Moreover, the future of such medium-sized models are constrained by the limiting terms of service of often their most important data source, that is, ChatGPT. As most of the well-performing medium-sized models rely heavily on data generated by services affiliated with OpenAI, such as Alpaca, Vicuna and Koala. And not to our surprise, even Google Bard was allegedly distilling ChatGPT data to improve their performance.
The deadliest blow comes in the absence of a comprehensive method to evaluate how good the LLMs are actually performing, leaving small-scale LLMs no way to prove their worth. The current evaluation efforts are limited to scores given by GPT-4 (as in Vicuna), human evaluation over a limited set of questions (as in Koala), and the evaluation of the models against traditional NLP test sets. None of these methods are reliable or convincing enough to be considered golden rules to pick the best model. As such, the amount of exposure a model can get decides its rise and fall, leaving small-scale LLMs no chance against established brands starring OpenAI and Microsoft.
The development of LLMs is helplessly sliding into the slope of monopoly. Credible competitors will be scarce. Eventually smaller scale LLMs are going to be only relavent in select use cases such as offline deployment in private firms, or mobile deployment in laptops and phones, where the full-scale LLMs are not available, or where the horsepower of a state-of-the-art LLM is simply not necessary.
# The dominance of capital
OpenAI CEO Sam Altman said in his interview on 13rd, April that the size of LLMs won’t matter as much moving forward. The remarks can be roughly perceived in two different ways.
First, if what he said was based on facts discovered in experiments conducted inside of OpenAI, which is the only possible entity on the earth that has the capability to conduct such research, OpenAI will still be the one and only firm with the capital and access to fine-tune the largest and most performant models in the world, which they own. And that automatically implies unfair competitions to come.

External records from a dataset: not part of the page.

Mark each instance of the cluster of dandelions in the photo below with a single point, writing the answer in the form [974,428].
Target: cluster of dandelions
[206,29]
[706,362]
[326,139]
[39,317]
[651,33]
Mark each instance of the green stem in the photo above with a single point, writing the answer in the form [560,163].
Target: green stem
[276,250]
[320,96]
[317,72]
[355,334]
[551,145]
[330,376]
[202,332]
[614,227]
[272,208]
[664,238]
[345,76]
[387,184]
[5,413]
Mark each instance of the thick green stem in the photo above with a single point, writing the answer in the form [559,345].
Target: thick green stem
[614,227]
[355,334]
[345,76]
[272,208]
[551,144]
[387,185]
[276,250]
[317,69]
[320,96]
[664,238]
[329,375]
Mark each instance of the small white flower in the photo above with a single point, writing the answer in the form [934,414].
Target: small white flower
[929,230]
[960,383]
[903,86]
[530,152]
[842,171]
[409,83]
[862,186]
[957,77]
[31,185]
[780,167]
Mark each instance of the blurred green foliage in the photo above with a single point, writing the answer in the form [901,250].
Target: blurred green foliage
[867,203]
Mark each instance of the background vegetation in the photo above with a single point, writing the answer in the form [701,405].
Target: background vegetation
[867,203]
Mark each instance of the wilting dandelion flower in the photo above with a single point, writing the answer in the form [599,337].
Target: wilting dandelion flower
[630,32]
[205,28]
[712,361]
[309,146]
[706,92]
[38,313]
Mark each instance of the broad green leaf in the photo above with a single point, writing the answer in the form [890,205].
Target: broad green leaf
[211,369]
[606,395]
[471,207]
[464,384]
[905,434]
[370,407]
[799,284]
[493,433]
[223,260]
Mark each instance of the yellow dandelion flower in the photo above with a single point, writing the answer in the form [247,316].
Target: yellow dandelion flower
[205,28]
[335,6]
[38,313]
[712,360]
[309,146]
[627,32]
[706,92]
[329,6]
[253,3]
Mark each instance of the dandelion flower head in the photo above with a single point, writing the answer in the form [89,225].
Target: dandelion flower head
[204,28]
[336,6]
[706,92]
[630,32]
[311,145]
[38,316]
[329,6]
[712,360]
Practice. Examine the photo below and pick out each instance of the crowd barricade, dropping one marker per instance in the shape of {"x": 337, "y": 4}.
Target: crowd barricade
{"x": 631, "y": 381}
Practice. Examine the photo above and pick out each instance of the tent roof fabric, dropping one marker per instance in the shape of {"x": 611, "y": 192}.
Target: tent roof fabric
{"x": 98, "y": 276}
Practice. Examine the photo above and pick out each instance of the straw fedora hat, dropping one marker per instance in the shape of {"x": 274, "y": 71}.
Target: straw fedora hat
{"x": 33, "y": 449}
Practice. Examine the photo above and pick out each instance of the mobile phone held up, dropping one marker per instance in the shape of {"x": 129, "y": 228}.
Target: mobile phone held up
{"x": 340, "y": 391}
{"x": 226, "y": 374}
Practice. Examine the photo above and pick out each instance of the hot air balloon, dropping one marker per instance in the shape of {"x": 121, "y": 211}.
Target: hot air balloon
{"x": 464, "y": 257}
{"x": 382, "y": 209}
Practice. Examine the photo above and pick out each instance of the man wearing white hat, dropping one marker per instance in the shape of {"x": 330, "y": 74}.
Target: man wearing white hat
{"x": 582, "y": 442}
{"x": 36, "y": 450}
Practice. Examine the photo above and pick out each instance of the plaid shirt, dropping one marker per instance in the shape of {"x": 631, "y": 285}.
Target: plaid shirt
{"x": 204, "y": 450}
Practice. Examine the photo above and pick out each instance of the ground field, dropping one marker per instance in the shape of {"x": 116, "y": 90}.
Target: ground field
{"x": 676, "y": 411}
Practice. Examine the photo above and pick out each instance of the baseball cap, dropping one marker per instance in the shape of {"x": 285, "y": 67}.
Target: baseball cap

Second, if the signal was just a camouflage, and increasing the size of the model does still give performance boosts. Then it is essentially telling the other competitors to back down from the war of model size and instead research on fine-tuning, which OpenAI can easily snatch and copy whenever the research is published, while they can still work on increasing the quantity and quality of their training data.
In either case, OpenAI wins and the monopoly prevails.

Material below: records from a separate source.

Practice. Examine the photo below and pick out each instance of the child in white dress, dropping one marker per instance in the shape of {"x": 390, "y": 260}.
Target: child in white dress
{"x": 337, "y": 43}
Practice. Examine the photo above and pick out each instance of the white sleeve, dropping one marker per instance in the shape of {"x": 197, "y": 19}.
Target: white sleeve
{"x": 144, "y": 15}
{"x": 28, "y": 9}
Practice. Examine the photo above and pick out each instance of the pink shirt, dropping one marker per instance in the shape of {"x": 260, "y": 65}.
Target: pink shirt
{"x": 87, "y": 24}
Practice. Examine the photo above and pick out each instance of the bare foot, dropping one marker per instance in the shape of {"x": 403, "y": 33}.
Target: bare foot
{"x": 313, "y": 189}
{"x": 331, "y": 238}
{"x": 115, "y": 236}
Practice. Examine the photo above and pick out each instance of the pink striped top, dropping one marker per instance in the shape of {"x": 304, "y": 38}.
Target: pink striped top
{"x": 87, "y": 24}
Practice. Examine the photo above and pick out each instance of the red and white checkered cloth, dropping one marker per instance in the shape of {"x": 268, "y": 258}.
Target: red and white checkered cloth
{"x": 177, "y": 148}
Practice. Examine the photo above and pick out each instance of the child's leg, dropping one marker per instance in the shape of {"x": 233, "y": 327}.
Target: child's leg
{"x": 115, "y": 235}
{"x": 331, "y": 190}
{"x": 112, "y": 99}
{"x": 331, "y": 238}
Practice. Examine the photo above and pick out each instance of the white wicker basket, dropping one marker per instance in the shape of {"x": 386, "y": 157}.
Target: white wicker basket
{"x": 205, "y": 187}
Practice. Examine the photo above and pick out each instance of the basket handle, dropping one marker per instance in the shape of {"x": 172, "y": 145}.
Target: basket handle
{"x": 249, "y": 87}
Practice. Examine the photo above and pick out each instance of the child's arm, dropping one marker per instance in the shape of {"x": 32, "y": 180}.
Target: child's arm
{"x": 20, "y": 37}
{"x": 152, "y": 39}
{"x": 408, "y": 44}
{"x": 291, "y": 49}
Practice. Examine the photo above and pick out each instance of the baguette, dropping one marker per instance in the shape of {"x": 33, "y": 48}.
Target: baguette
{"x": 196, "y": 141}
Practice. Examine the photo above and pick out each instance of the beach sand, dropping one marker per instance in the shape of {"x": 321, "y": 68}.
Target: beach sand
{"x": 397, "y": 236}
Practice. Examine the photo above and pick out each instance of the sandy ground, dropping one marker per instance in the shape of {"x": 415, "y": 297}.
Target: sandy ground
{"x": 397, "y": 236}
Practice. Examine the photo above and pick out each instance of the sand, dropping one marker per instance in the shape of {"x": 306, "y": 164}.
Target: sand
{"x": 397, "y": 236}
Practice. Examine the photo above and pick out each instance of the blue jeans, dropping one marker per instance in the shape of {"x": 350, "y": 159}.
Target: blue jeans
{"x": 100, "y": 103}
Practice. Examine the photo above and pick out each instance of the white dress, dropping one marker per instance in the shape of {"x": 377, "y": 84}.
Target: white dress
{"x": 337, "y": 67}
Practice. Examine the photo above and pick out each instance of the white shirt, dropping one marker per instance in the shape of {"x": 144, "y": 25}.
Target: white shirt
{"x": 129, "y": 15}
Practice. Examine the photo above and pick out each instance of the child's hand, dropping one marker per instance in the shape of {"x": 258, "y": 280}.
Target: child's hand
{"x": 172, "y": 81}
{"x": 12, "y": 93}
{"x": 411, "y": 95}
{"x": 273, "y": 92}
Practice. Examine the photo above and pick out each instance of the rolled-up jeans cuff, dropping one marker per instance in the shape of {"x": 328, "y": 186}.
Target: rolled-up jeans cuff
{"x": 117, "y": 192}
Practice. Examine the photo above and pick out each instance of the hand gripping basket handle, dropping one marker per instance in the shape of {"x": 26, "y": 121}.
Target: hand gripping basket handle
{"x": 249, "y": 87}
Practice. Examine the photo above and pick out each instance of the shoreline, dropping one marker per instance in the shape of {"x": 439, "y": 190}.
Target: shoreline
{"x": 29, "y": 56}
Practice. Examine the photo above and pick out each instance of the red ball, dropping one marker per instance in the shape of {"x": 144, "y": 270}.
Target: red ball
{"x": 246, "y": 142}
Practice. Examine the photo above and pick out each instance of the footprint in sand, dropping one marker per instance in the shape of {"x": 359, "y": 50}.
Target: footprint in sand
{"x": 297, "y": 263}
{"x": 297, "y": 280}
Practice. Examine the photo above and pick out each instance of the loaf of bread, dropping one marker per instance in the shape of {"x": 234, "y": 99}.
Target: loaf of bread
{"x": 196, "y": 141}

# Implications and Thoughts
According to an anonymous souce (Xiaoyi Ma), the gap of artificial intelligence technologies between states would only expand in the years to come. And it will be partly because of the fact that the Big NLPs control the biggest data, the biggest infrastructure, and biggest capital, which would only attract for them even more investments and human resources.
What is even more alarming is that the development of open-source medium-sized models are very likely going to be suppressed by the success of the flagship models, given the lack of proper evaluation methods and adequate public exposure, which would ultimately reflect in the slow replication and assimilation of such technologies among the other states.
The introduction of accelerated training frameworks like DeepSpeed might mitigate the uncrossable gap between medium-sized and large-sized models. However, the lack of open data and the fact that the highest quality data comes from ChatGPT still make me wonder if the monopoly can ever be lifted.